This opinion will be unpublished and
may not be cited except as provided by
Minn. Stat. § 480A.08, subd. 3 (2000).
STATE OF MINNESOTA
IN COURT OF APPEALS
In Re the Marriage of:
Warren Daniel Springer, petitioner,
Rona Rae Springer,
Toussaint, Chief Judge
Rice County District Court
File No. F4931571
Considered and decided by Toussaint, Chief Judge, Kalitowski, Judge, and Lindberg, Judge.*
U N P U B L I S H E D O P I N I O N
TOUSSAINT, Chief Judge
Appellant Warren Springer and respondent Rona Springer were divorced in 1994 pursuant to a judgment and decree that ordered appellant to pay respondent temporary rehabilitative spousal maintenance for 48 months and child support. In 1998, respondent moved the district court for permanent spousal maintenance or an extension of the 1994 award of rehabilitative spousal maintenance. The district court granted an extension of the rehabilitative spousal maintenance for an additional 24 months. It also reduced appellant’s obligation to provide life insurance. In 2000, respondent again moved the district court for an award of permanent spousal maintenance. Respondent’s motion was denied, but the district court extended the rehabilitative spousal maintenance for an additional year and terminated appellant’s life insurance obligation. The same district court judge presided over the dissolution and heard motions.

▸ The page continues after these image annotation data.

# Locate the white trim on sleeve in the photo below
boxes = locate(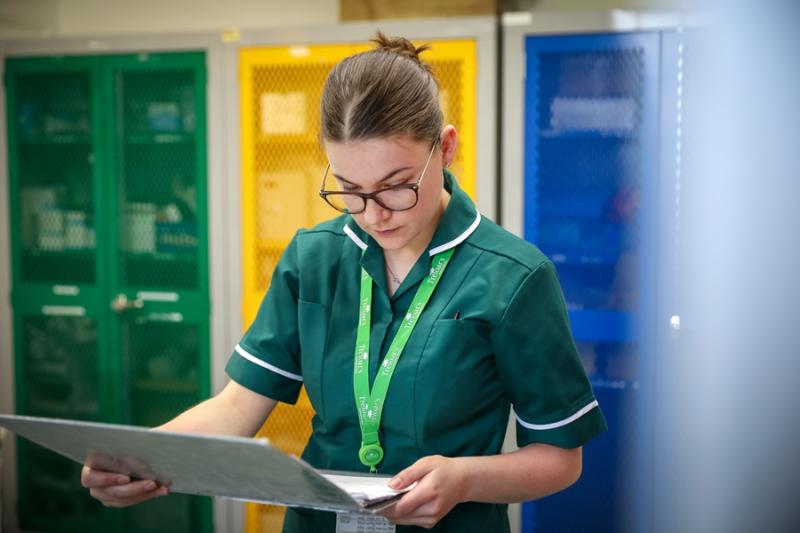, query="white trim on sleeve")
[344,224,367,250]
[236,344,303,382]
[514,400,599,431]
[428,213,481,257]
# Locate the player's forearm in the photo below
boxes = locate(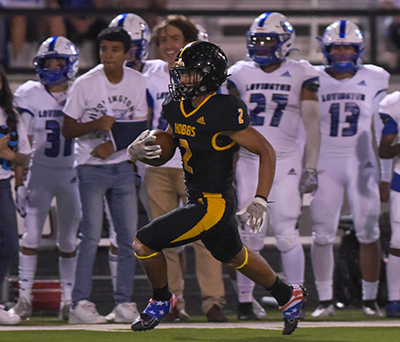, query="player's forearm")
[14,165,24,187]
[379,144,400,159]
[256,146,276,198]
[301,100,321,169]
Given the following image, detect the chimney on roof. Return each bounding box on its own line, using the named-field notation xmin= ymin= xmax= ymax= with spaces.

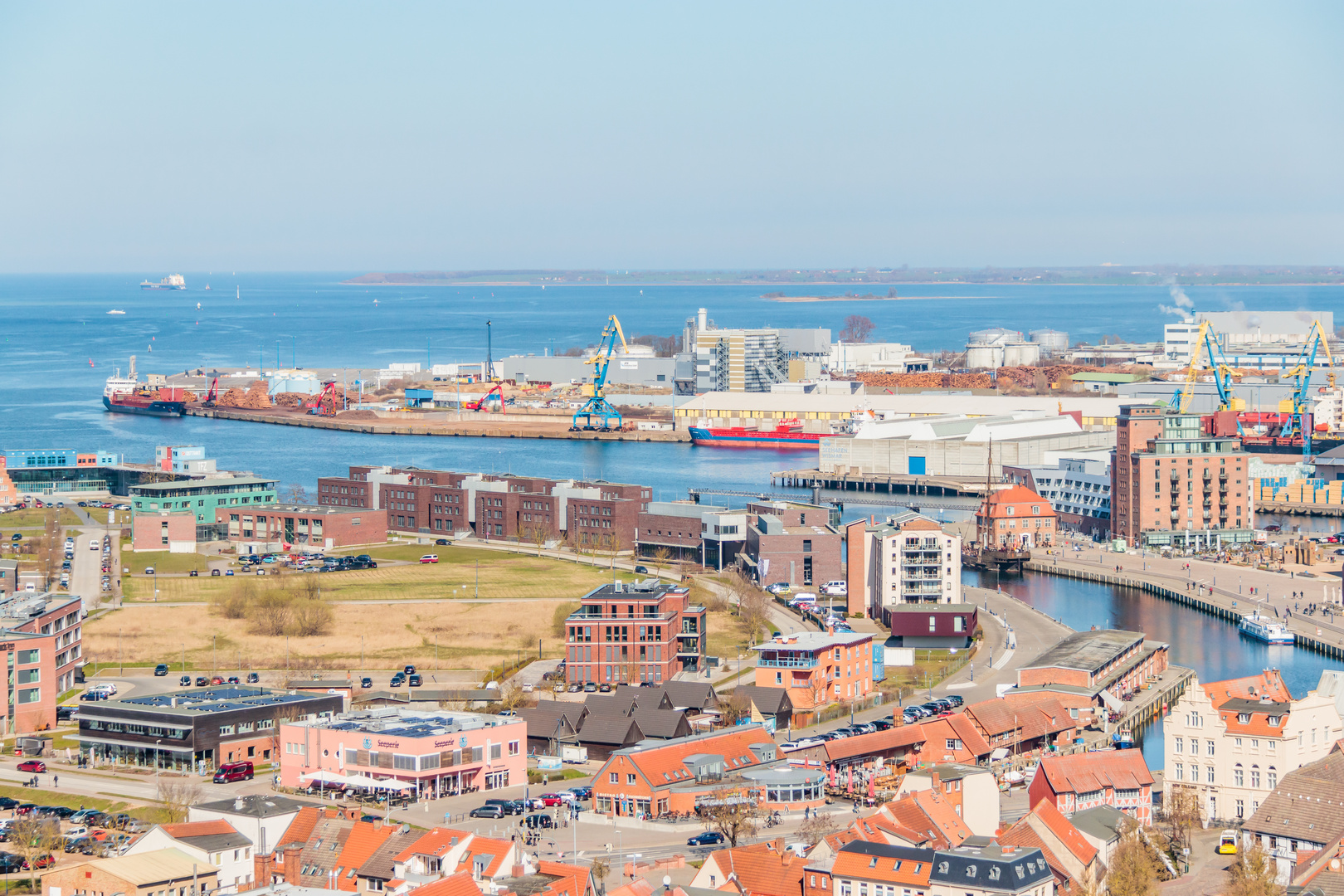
xmin=284 ymin=844 xmax=304 ymax=884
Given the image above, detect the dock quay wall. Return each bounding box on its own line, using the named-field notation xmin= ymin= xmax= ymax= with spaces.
xmin=1024 ymin=560 xmax=1344 ymax=660
xmin=187 ymin=407 xmax=691 ymax=442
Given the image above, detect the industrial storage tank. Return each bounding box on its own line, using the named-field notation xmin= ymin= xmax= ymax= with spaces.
xmin=967 ymin=343 xmax=1004 ymax=371
xmin=1004 ymin=343 xmax=1040 ymax=367
xmin=967 ymin=326 xmax=1024 ymax=345
xmin=1031 ymin=329 xmax=1069 ymax=356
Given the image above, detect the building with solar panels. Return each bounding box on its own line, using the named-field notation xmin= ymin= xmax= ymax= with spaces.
xmin=80 ymin=685 xmax=344 ymax=771
xmin=280 ymin=707 xmax=527 ymax=798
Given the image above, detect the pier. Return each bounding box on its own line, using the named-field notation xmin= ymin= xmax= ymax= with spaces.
xmin=1024 ymin=555 xmax=1344 ymax=660
xmin=186 ymin=407 xmax=691 ymax=442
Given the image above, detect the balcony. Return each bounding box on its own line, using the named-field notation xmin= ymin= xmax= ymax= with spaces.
xmin=757 ymin=653 xmax=817 ymax=669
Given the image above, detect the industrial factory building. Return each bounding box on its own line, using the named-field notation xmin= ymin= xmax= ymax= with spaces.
xmin=817 ymin=411 xmax=1116 ymax=481
xmin=676 ymin=387 xmax=1121 ymax=432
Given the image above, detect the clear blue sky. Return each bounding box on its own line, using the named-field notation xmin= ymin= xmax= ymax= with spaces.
xmin=0 ymin=2 xmax=1344 ymax=273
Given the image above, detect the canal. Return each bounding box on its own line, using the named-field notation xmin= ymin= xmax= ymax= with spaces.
xmin=962 ymin=570 xmax=1327 ymax=770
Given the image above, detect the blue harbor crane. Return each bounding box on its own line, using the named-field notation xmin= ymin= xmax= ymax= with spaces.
xmin=570 ymin=314 xmax=628 ymax=432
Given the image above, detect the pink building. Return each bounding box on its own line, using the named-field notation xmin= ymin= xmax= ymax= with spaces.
xmin=280 ymin=708 xmax=527 ymax=796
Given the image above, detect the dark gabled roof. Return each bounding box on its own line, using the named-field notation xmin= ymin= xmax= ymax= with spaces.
xmin=930 ymin=846 xmax=1055 ymax=894
xmin=633 ymin=709 xmax=691 ymax=740
xmin=1244 ymin=751 xmax=1344 ymax=844
xmin=355 ymin=830 xmax=425 ymax=880
xmin=197 ymin=794 xmax=309 ymax=818
xmin=733 ymin=685 xmax=793 ymax=716
xmin=578 ymin=713 xmax=644 ymax=747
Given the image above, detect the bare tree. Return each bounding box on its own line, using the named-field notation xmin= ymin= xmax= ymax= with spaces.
xmin=798 ymin=813 xmax=839 ymax=846
xmin=5 ymin=813 xmax=65 ymax=892
xmin=280 ymin=482 xmax=310 ymax=505
xmin=703 ymin=791 xmax=761 ymax=846
xmin=1106 ymin=821 xmax=1157 ymax=896
xmin=158 ymin=778 xmax=202 ymax=822
xmin=840 ymin=314 xmax=875 ymax=343
xmin=1162 ymin=787 xmax=1203 ymax=853
xmin=285 ymin=598 xmax=336 ymax=638
xmin=249 ymin=590 xmax=293 ymax=636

Appellant challenges the district court’s extension of temporary spousal maintenance for an additional year. Respondent challenges the district court’s decision (1) denying her request for permanent spousal maintenance; (2) terminating appellant’s obligation to provide life insurance security to secure the child support and spousal maintenance; and (3) denying her request for attorney fees. We affirm.
D E C I S I O N
Appellant challenges the district court’s extension of temporary spousal maintenance for an additional year. Respondent challenges the district court’s denial of her request for permanent spousal maintenance.

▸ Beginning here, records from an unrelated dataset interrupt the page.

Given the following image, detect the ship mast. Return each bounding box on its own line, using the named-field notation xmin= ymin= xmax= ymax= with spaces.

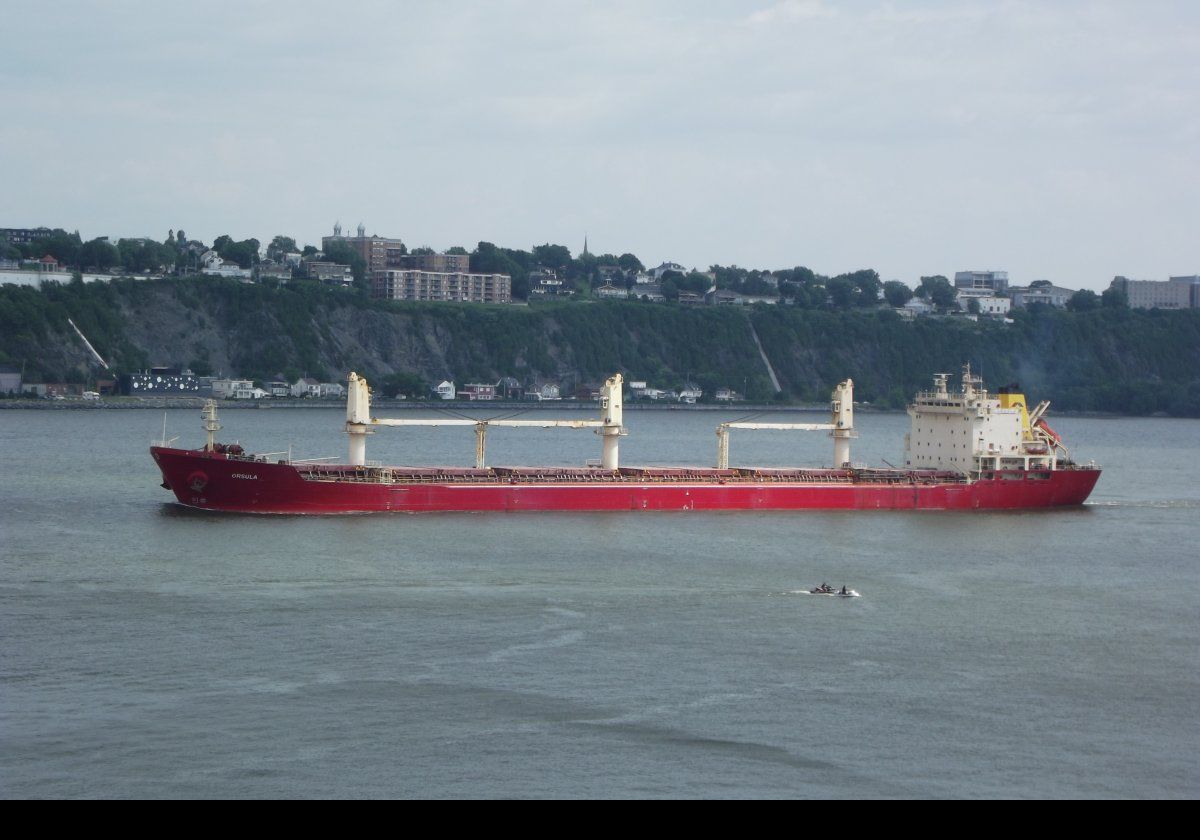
xmin=716 ymin=379 xmax=858 ymax=469
xmin=200 ymin=400 xmax=221 ymax=452
xmin=346 ymin=373 xmax=626 ymax=470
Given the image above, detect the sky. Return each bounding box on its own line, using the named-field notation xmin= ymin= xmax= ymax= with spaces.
xmin=0 ymin=0 xmax=1200 ymax=289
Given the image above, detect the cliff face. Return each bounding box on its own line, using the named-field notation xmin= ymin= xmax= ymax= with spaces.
xmin=0 ymin=280 xmax=1200 ymax=416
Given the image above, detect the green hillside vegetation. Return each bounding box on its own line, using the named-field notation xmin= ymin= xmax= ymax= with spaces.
xmin=0 ymin=277 xmax=1200 ymax=416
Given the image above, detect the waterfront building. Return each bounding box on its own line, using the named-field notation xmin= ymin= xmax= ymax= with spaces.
xmin=954 ymin=271 xmax=1008 ymax=293
xmin=1109 ymin=275 xmax=1200 ymax=310
xmin=121 ymin=367 xmax=200 ymax=396
xmin=372 ymin=269 xmax=512 ymax=304
xmin=1008 ymin=280 xmax=1075 ymax=310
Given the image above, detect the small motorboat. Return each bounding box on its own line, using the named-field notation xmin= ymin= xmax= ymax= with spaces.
xmin=809 ymin=583 xmax=860 ymax=598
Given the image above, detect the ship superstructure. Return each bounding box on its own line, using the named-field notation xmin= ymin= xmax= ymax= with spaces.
xmin=905 ymin=365 xmax=1069 ymax=478
xmin=150 ymin=368 xmax=1100 ymax=514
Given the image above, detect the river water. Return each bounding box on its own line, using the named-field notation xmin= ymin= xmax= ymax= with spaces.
xmin=0 ymin=409 xmax=1200 ymax=798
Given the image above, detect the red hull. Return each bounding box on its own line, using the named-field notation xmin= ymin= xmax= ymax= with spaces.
xmin=150 ymin=446 xmax=1100 ymax=514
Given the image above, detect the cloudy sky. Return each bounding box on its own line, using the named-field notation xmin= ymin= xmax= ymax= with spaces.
xmin=0 ymin=0 xmax=1200 ymax=289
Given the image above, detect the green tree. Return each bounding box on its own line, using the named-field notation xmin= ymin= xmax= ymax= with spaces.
xmin=883 ymin=280 xmax=912 ymax=308
xmin=826 ymin=276 xmax=856 ymax=310
xmin=266 ymin=236 xmax=300 ymax=263
xmin=78 ymin=238 xmax=121 ymax=271
xmin=533 ymin=244 xmax=571 ymax=269
xmin=917 ymin=274 xmax=958 ymax=310
xmin=1067 ymin=289 xmax=1100 ymax=312
xmin=617 ymin=253 xmax=646 ymax=272
xmin=1100 ymin=286 xmax=1129 ymax=310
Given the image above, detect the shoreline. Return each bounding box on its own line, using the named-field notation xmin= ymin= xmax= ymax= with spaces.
xmin=0 ymin=397 xmax=1152 ymax=420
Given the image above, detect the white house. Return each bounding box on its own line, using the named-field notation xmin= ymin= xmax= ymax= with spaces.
xmin=212 ymin=379 xmax=254 ymax=400
xmin=200 ymin=251 xmax=252 ymax=280
xmin=292 ymin=377 xmax=320 ymax=397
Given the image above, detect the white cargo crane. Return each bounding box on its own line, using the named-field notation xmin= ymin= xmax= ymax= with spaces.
xmin=346 ymin=373 xmax=626 ymax=470
xmin=716 ymin=379 xmax=858 ymax=469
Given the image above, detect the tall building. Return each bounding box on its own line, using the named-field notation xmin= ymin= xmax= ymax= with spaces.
xmin=372 ymin=269 xmax=512 ymax=304
xmin=1109 ymin=275 xmax=1200 ymax=310
xmin=0 ymin=228 xmax=54 ymax=245
xmin=320 ymin=224 xmax=407 ymax=276
xmin=954 ymin=271 xmax=1008 ymax=293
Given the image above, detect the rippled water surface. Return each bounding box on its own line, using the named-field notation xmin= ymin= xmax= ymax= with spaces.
xmin=0 ymin=409 xmax=1200 ymax=797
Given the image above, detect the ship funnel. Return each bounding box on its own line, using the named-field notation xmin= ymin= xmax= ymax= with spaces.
xmin=596 ymin=373 xmax=625 ymax=469
xmin=829 ymin=379 xmax=858 ymax=467
xmin=346 ymin=371 xmax=371 ymax=467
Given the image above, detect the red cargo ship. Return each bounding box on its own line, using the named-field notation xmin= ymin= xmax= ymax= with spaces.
xmin=150 ymin=367 xmax=1100 ymax=514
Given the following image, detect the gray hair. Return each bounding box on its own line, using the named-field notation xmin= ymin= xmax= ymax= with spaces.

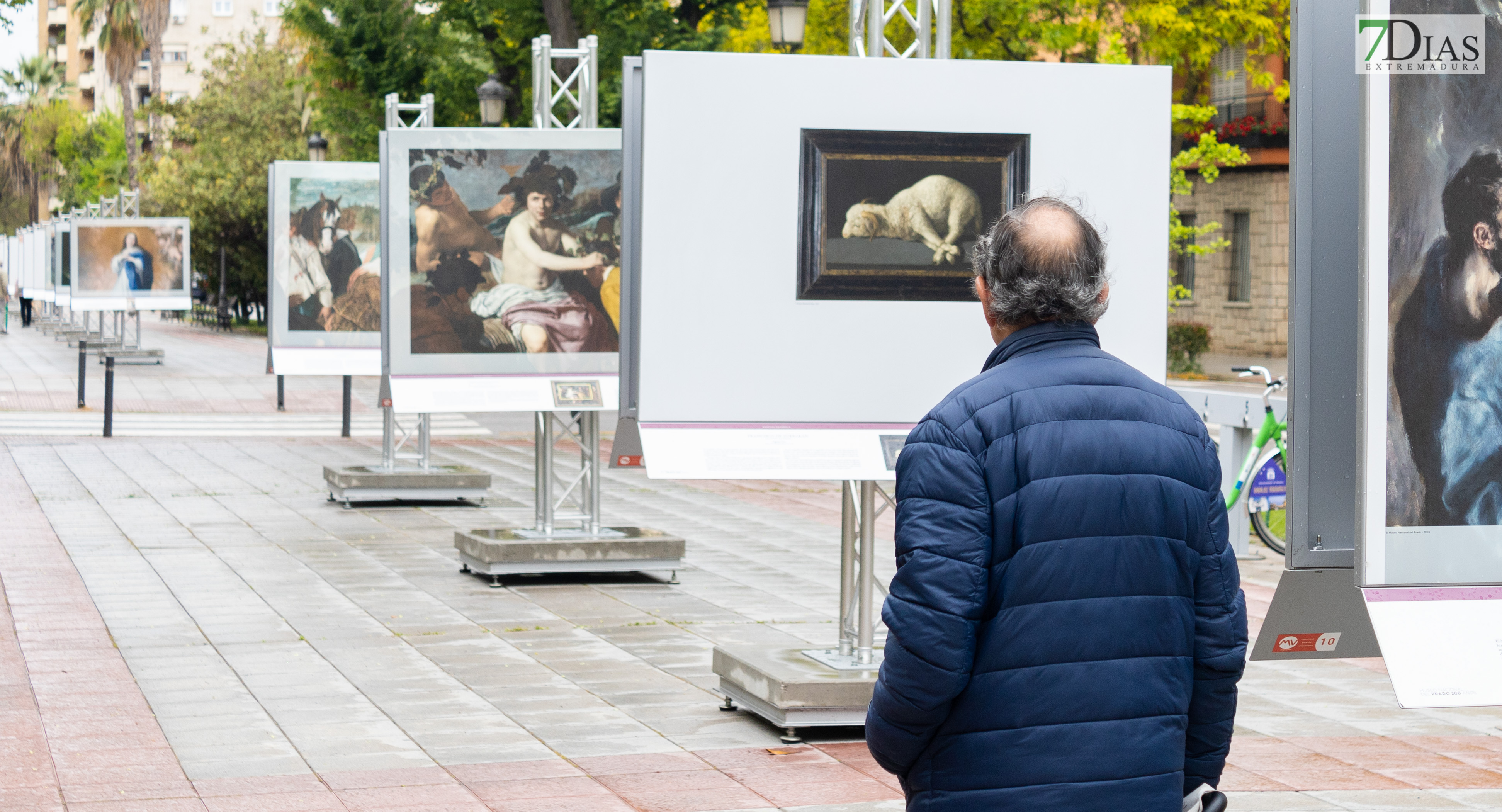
xmin=975 ymin=197 xmax=1107 ymax=327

Determination of spousal maintenance is a matter within the district court's discretion, which we will not disturb on appeal absent an abuse of that discretion. Erlandson v. Erlandson, 318 N.W.2d 36, 38 (Minn. 1982). “There must be a clearly erroneous conclusion that is against logic and the facts on record before this court will find that the trial court abused its discretion.” Rutten v. Rutten, 347 N.W.2d 47, 50 (Minn. 1984).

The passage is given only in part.